UC San Diego
Spatio-temporal filtering for images and videos : applications on quality enhancement, coding and data pruning
- Author(s): Vo, Dung Trung
- et al.
Digital images and videos are compressed by removing their spatial, temporal and visual redundancies. Although the encoded signals are more compact and easier for storing or transmitting, the correlation between their pixels is distorted. This causes coding artifacts, which degrade the visual quality of the signals and cause annoyance to the viewers. Compressed images and video sequences should be enhanced prior to being sent to the displaying devices. Previous methods on quality enhancement focused on separately improving the quality of each frames. In this way, the temporal consistency between frames is not guaranteed. Furthermore, characteristics of temporal artifacts are not thoroughly studied and exploited for artifact removal. This dissertation investigates these characteristics and proposes novel methods to reduce both spatial and temporal artifacts. The dissertation covers three main topics in spatio-temporal filtering: quality enhancement, coding and data pruning. The dissertation starts with analyzing the usage of further information from surrounding frames beside the information in the current frames. First, a simple linear temporal filter is studied to investigate the quantization error between the filtered output and its original signal. Reduction of the quantization error verifies that using information from surrounding frames can enhance the quality of the current frame.
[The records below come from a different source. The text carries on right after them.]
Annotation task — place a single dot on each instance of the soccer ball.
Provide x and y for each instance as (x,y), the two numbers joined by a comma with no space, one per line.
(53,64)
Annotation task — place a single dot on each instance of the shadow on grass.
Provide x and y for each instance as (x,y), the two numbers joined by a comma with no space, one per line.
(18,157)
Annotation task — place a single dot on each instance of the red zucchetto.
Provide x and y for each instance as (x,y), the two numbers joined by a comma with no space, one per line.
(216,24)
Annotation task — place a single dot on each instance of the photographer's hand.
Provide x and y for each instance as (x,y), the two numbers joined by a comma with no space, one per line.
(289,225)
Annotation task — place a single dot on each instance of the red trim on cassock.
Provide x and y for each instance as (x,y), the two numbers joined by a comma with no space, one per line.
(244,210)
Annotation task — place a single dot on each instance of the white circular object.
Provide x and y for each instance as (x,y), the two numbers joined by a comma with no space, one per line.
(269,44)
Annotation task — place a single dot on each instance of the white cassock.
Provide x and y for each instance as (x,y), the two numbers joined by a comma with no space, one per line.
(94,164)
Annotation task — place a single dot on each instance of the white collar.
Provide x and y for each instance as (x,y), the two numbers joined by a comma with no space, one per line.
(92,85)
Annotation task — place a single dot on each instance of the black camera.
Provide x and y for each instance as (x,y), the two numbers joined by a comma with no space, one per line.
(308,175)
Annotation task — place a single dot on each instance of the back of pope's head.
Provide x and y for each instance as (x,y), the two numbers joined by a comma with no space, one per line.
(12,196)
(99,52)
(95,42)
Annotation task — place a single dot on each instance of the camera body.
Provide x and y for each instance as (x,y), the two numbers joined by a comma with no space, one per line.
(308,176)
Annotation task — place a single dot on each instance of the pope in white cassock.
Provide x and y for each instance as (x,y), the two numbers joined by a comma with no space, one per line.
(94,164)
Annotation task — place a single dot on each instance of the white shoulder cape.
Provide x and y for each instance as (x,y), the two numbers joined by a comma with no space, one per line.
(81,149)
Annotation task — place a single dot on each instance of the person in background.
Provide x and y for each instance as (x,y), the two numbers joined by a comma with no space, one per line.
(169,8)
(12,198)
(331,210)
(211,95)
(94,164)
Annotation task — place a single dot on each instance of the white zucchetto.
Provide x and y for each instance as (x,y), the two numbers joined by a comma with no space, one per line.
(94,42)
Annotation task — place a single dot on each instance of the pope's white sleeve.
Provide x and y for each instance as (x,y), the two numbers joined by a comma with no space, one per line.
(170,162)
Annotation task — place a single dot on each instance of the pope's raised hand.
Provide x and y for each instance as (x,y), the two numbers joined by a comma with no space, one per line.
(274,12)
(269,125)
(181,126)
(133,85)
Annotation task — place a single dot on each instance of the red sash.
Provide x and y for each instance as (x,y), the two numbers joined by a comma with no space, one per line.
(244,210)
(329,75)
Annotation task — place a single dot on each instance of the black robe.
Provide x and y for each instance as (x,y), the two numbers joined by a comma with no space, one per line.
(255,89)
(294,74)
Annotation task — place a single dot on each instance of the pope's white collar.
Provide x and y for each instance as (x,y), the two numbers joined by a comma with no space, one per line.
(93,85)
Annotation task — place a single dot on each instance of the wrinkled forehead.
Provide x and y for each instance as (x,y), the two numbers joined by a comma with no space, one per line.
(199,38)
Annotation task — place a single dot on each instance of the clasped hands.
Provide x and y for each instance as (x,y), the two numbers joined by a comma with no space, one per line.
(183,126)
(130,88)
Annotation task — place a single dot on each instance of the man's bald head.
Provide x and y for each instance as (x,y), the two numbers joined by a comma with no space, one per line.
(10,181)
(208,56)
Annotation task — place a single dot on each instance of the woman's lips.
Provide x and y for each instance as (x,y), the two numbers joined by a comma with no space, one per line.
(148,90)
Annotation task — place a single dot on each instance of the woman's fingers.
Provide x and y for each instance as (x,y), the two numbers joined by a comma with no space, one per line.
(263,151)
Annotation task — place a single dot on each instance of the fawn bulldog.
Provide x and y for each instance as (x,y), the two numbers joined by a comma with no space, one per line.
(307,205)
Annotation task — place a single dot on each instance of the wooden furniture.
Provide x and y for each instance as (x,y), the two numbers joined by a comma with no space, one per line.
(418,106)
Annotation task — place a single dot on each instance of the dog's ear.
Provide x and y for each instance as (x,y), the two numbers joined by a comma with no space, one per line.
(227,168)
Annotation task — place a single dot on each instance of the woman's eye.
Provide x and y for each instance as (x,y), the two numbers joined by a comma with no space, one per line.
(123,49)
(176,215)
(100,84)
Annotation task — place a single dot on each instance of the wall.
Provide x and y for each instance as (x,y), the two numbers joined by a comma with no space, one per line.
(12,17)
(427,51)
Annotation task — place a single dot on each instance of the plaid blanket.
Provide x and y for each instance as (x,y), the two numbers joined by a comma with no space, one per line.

Next, a non-linear fuzzy spatio-temporal filter is proposed to adapt to the characteristics of the coding artifacts. The dissertation also proposes a novel metric for evaluating the flickering artifacts. For applications on coding, these spatio-temporal filters are used in the encoding loop as the enhanced reference frame. They are then optimized to maximize their performance in artifact reduction. For special cases when filter coefficient for the pixel of interest is set to zero, the filter becomes an estimator or an interpolator. The dissertation extends the discussion for the case of implementing the optimal estimator in the encoding phase using multi reference frames. Finally, an edge-directed interpolator is studied and used in data pruning based compression, which can help reducing the bit-rate of the encoded bit-stream. This interpolator is applied to determine the most effective way in dropping the data before compression and to reconstruct the pruned signal back to its original form.